I am a child protection social worker, so the law actually mandates that I focus on my clients’ strengths. I am also an optimist, despite 19 years at the job, so it is my natural tendency to believe that people can recover and change. Even my internal dialogue when I am with my clients is positive and hopeful.
So I am having a hard time writing this post because it feels wrong to admit it. Maybe this is burnout talking, but I don’t think so. I think I’m really trying to figure out what to do with all of this truth smacking me in the face. How do I reconcile optimism with the reality that there are many clients that I will never be able to fix, but I still have to pour all of my energy into trying. Isn’t the definition of crazy supposed to be doing the same thing over and over but expecting a different result?
If I accept that some percentage of addicts are unfixable (*shudder* ….I am not supposed to use that word…) how far do we have to back up this train to finally get on a new track? When was their addiction fixable? And how will I ever know who is really getting better, and who will be back in a year or two?

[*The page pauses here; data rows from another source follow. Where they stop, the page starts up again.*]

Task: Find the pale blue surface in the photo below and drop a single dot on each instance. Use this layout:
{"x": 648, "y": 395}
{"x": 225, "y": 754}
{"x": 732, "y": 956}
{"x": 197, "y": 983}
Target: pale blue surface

I know enough to know that I don’t know. But I do have some thoughts that might help a little.
First, a lot of lives could be saved if heroin, crack, and meth became obsolete. (Hey, I said I’m an optimist.) These drugs are wildly addictive and can function like an eggbeater on the pleasure centers of the brain, so much so that these addicts can’t do anything but chase the high. While there is such a thing as episodic use of these “street” drugs, the path toward addiction and fast and straight, so I think every dollar spent to get rid of these drugs probably saves ten, not to mention saving lives.
Second, Vicodin, Percoset, Xanax, and Valium (and all of their drug cousins) are highly effective, the first two for managing pain and the second for managing anxiety. I am the last person to say that I think people should have to grit their teeth through either. But it is staggering how many doctors readily and frequently prescribe these addicting meds to addicts. Any doctors out there? Please add hypnosis, therapy, meditation, non-narcotics, acupuncture, acupressure, healing touch, or anything else to your prescription pad that might save your patient the hassle of 28 days later on.
And finally, I wish somebody could figure out which people can manage a few glasses of wine, and who will go on the roller coaster ride of pancreatitis/inpatient treatment/moderate stint of sobriety/ downward spiral/alcoholic cirrhosis/back to treatment…and so on. For some, alcohol is every bit as dangerous, toxic, and life threatening as heroin.
Addiction sucks, friends. I wish I could put a bow on it and offer a tidy solution, but it hasn’t been that kind of week. All I can say is that I’m grateful to all those who keep fighting the good fight on behalf of the ones who make it, and the ones who don’t.